Une maison avait été construite de pièces de rapport, avec des tours en bois à plusieurs étages ; édifice mobile, orné de fraîches peintures, d’où l’on pouvait se donner le spectacle de la chasse. Et quelle réunion d’animaux ! quelle variété d’espèces ! Démocharès aimait à se donner en grand le divertissement des condamnés livrés aux bêtes, et savait mettre à contribution même les pays les plus éloignés.

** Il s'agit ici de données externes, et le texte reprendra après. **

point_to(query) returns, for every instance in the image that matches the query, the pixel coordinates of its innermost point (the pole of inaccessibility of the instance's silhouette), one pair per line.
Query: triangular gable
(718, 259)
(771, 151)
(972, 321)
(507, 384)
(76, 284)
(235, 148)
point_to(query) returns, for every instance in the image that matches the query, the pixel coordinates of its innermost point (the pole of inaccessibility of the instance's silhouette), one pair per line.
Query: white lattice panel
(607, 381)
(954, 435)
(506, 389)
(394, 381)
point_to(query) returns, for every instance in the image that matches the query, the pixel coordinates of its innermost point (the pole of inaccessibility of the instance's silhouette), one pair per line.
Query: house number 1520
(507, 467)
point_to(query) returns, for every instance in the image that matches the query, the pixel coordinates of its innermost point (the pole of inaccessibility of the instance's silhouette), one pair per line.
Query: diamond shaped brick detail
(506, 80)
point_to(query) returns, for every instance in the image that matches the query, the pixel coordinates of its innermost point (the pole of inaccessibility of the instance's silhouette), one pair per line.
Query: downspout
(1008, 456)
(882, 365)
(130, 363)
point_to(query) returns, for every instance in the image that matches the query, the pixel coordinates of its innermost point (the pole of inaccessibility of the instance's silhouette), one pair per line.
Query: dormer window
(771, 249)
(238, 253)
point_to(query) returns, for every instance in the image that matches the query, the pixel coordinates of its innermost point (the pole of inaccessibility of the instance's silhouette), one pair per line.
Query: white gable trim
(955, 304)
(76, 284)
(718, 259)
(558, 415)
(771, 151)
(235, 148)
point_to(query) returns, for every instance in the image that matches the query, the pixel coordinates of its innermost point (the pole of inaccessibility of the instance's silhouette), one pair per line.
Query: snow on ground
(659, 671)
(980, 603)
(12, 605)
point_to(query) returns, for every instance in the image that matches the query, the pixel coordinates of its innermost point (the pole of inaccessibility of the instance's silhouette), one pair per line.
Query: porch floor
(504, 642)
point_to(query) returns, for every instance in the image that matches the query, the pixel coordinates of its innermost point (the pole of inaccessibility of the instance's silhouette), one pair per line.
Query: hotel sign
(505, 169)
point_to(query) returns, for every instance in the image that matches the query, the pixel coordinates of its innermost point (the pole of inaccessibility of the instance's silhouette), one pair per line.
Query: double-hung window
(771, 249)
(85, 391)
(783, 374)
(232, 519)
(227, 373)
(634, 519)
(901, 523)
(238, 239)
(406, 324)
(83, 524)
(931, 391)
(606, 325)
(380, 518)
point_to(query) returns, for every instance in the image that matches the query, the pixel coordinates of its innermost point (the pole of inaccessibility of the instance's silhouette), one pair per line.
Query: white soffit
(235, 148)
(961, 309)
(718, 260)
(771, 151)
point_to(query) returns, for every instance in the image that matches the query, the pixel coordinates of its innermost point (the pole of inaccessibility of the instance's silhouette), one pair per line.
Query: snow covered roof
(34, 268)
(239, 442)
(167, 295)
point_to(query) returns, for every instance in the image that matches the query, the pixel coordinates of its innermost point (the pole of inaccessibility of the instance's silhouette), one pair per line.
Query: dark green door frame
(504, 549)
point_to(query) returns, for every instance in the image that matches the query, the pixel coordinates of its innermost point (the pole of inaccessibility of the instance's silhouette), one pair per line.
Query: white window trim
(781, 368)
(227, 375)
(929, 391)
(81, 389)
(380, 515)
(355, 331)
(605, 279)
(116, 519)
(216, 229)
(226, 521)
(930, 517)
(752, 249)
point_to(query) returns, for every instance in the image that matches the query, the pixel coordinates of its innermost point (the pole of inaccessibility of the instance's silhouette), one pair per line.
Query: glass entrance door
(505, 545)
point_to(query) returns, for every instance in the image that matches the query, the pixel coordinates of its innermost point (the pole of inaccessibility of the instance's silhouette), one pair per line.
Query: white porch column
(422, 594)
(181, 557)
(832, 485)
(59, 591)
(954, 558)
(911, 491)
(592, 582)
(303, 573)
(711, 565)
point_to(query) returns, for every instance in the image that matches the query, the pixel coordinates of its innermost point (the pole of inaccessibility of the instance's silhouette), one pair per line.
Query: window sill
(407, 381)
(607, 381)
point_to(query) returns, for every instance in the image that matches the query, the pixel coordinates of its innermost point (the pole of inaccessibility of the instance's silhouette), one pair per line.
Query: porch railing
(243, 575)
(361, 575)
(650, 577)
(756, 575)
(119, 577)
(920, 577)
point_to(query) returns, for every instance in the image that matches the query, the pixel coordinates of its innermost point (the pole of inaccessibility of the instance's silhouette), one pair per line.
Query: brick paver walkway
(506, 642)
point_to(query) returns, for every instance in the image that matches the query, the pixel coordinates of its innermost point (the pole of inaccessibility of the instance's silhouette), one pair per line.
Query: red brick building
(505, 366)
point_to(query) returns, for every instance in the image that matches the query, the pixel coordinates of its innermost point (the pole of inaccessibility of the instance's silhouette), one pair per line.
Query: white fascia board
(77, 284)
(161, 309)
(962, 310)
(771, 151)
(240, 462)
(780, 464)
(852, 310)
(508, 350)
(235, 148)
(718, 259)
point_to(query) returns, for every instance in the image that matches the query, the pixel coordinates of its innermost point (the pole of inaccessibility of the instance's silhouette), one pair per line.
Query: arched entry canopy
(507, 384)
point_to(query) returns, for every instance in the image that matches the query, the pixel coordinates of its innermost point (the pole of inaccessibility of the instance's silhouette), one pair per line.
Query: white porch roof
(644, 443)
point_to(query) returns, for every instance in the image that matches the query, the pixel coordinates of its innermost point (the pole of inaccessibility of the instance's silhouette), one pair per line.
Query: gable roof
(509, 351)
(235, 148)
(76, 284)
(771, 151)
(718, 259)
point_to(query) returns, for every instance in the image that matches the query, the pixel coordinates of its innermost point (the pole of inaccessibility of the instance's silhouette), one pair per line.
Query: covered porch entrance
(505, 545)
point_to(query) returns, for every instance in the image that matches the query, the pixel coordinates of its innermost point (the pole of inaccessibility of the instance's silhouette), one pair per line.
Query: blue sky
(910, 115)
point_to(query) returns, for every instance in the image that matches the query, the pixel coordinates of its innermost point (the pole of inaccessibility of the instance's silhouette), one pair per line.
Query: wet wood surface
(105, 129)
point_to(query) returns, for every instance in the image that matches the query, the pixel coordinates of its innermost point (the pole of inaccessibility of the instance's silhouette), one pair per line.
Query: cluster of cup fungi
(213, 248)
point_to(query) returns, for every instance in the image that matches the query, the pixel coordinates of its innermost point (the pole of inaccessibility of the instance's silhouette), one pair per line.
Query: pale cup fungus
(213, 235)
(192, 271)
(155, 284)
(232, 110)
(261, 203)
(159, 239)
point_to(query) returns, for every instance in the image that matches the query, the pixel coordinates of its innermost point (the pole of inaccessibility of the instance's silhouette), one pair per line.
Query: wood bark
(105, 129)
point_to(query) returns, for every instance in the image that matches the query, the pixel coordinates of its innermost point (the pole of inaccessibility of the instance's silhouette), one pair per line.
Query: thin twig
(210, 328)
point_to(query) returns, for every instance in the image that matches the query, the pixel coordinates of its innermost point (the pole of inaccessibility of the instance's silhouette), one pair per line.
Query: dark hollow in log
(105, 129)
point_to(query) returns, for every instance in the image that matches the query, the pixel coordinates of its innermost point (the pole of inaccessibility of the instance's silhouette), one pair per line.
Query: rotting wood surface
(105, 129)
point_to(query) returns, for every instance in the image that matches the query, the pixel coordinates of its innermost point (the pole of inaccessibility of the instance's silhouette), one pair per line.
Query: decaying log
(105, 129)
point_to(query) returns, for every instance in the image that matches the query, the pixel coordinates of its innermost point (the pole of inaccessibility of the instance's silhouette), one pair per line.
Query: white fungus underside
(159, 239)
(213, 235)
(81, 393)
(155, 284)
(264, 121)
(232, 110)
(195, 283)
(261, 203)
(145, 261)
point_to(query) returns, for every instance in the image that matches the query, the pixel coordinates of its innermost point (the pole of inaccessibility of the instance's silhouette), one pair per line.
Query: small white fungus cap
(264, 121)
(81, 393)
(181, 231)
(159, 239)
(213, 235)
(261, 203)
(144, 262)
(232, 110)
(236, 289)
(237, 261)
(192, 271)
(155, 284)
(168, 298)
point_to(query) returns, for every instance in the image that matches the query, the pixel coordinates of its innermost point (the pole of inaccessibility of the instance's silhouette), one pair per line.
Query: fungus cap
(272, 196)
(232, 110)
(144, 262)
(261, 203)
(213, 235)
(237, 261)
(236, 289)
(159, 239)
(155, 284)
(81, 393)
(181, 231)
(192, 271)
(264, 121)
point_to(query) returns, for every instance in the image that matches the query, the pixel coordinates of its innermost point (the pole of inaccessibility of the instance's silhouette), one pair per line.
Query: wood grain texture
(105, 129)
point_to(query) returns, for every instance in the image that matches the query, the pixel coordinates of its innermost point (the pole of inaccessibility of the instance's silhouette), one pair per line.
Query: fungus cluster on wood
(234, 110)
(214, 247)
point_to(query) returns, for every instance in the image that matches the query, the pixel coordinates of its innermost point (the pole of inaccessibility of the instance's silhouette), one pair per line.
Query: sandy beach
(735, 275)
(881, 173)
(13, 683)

Mais le plus remarquable élément de ce magnifique ensemble de représentation théâtrale était une riche collection d’ours énormes, que le maître n’épargnait rien pour se procurer. Il la recrutait par ses propres chasses, par des achats à grands frais, et aussi par les libéralités de ses amis, qui le comblaient à qui mieux mieux de cadeaux de cette espèce. Sa sollicitude pour ses ours avait constitué leur entretien sur la plus grande échelle. Mais le sort vit d’un œil jaloux ces apprêts splendides, et les joies que s’en promettait le public. L’ennui de la captivité, les chaleurs de la canicule, la privation de mouvement, affectèrent la santé des ours ; on les vit pâtir, languir, dépérir : une maladie contagieuse se déclara, et les emporta presque jusqu’au dernier. Ces grands corps mourants encombraient les places publiques, comme on voit les débris s’amonceler sur la côte après un naufrage. Et le pauvre peuple, à qui la misère ne permet pas de se montrer dégoûté en fait d’aliments, qui de tout fait ventre, surtout quand il n’en coûte rien, affluait de tous côtés à cette curée de carrefour.
Nous bâtimes là-dessus, moi et ce bon sujet de Babulus, l’ingénieuse conception que voici. Au nombre des morts se trouvait un ours qui surpassait en grosseur tous les autres. Nous l’emportâmes au lieu de notre retraite, comme pour en faire nos repas. Là nous enlevons artistement la peau de dessus la chair, en ayant bien soin de conserver les griffes, et même en laissant le mufle intact depuis sa jonction avec le cou. Toute cette peau fut soigneusement raclée à l’intérieur, saupoudrée de cendre passée au tamis, et ensuite étendue au soleil pour sécher. Nous, pendant que cette dessiccation s’opérait au feu céleste, nous faisions bravement bombance avec la viande de l’animal. Après quoi, on ouvrit la campagne par le serment dont voici la teneur : L’un de nous, non pas tant le plus robuste que le plus déterminé, allait, de son gré bien entendu, s’enfermer dans cette peau et contrefaire l’ours. On le porterait dans cet équipage chez Démocharès, et, à la faveur de la nuit, il nous procurerait l’entrée de la maison. Le rôle était assez neuf pour trouver plus d’un amateur dans les braves de notre troupe. Thrasyléon fut désigné à la pluralité des voix, et accepta le chanceux travestissement. Le voilà donc s’affublant gaiement de cette peau, que la préparation avait rendue souple et maniable. On en rejoint ensuite les deux bords par une couture à points serrés, dont la trace, déjà presque imperceptible, se dérobe tout à fait sous les poils rabattus de l’épaisse fourrure. La tête de Thrasyléon se loge, en forçant un peu, immédiatement au-dessous de l’ouverture de la gueule, à l’endroit où le cou de la bête avait été coupé. On lui perce de petits trous vis-à-vis les yeux et le nez, pour qu’il puisse y voir et respirer. Enfin nous nous procurons une cage à bas prix, et notre intrépide camarade prélude à son rôle d’ours, en s’y fourrant résolument à quatre pattes.